We’re very happy to announce the release of the third white paper in our Legal Pathways to Open Access series! The paper is available on the project page, which also includes links to the first two papers in the series as well as a collection of primary materials supporting the research we’ve conducted so far. The fourth paper is in process, and we hope to have it soon!
As those of you who are current on federal public access policies (maybe because you read our white papers!) know, the public access requirement works because as a condition of each grant, the grantee must give the federal government a nonexclusive license to use the work for its purposes, including for publication in the given agency’s designated public access repository. Since the grantee is the institution, the institution must have the rights to give the government their license.
With this white paper, we set out to answer a simple question: do institutions have those rights? The answer is, “maybe.” As sometimes happens in law, when you look closely at the question it turns out the ordinarily simple question—“who is the author?”—is not simple after all.
We hate to say it, but the answer is . . . “it depends.”
Normally, of course, only the author can license their work. Despite this, the reason institutions might have those rights is because of the Copyright Act’s “work made for hire” doctrine. Under this principle, if an employee creates a copyrightable work within the scope of her employment, the employer is the author of the work. If the institution is the author, it can license the work.
It might seem obvious that academics are employees of their institutions and that writing scholarly work is within the scope of their employment. We’d guess that most (if not all) academics view themselves as employees, and they certainly have to write and publish if they want to keep their jobs. But it turns out this is one instance among many where the common understandings of concepts or terms do not necessarily match the legal ones.
If you work at a college or university in the United States and you write a scholarly article, who do you think is the author of that work? There’s a good chance that, unless you’re a copyright nerd, your answer is, “well I am, of course!” In our anecdotal experience, this is a widely held assumption among academics. It makes a certain sense, too. Institutions don’t submit works to journals and sign publishing contracts; individuals do. Very few academics likely believe they are agreeing to a contract on behalf of their institution.

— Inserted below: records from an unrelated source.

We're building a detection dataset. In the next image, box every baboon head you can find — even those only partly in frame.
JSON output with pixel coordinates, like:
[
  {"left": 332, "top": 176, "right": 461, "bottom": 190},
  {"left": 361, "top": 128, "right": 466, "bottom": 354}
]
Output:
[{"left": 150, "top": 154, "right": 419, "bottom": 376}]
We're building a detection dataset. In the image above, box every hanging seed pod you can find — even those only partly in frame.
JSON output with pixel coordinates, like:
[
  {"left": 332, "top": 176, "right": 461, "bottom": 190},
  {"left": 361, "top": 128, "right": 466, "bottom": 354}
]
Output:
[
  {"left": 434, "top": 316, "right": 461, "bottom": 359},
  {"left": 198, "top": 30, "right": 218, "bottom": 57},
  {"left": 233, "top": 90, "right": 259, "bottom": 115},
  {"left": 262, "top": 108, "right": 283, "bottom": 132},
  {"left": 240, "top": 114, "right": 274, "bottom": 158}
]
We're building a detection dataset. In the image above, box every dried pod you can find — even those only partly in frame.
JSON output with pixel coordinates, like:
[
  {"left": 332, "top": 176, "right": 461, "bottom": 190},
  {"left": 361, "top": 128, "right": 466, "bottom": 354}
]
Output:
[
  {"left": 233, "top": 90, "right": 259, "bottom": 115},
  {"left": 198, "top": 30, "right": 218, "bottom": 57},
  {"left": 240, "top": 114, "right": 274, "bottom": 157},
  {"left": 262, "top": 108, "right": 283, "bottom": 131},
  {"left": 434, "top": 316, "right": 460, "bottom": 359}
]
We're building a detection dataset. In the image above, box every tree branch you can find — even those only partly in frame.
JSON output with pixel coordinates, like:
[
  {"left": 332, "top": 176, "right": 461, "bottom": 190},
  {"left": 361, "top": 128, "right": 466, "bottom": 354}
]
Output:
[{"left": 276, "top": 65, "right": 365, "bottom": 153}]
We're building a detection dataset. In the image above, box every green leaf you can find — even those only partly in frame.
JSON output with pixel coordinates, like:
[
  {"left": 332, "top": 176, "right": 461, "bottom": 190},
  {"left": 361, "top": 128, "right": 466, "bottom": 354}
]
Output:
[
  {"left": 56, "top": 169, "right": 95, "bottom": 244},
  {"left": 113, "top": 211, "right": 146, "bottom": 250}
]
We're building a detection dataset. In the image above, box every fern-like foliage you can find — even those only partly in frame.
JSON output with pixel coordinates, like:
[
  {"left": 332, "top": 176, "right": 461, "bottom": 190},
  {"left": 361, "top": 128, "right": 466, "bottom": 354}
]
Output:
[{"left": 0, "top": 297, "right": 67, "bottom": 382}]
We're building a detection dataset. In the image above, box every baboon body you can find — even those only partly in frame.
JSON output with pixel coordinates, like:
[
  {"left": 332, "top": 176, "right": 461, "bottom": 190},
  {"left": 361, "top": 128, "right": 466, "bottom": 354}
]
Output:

But perhaps you are one of those academics that pays attention to your institution’s intellectual property policies (maybe you’re on a faculty senate and wish you didn’t know them quite so well). If so, you may know that many of those policies assign ownership of works to the individuals, while reserving sufficient rights to comply with funder requirements or deposit in an institutional repository. Those policies, if effective, would allow individuals to then negotiate publication rights. But those policies also make an assumption—they assume that the institution is the “author” under the work made for hire doctrine. After all, if the institutions weren’t authors, they would not have rights to “reserve” in the first place. Those rights would have to be given to them by the authors.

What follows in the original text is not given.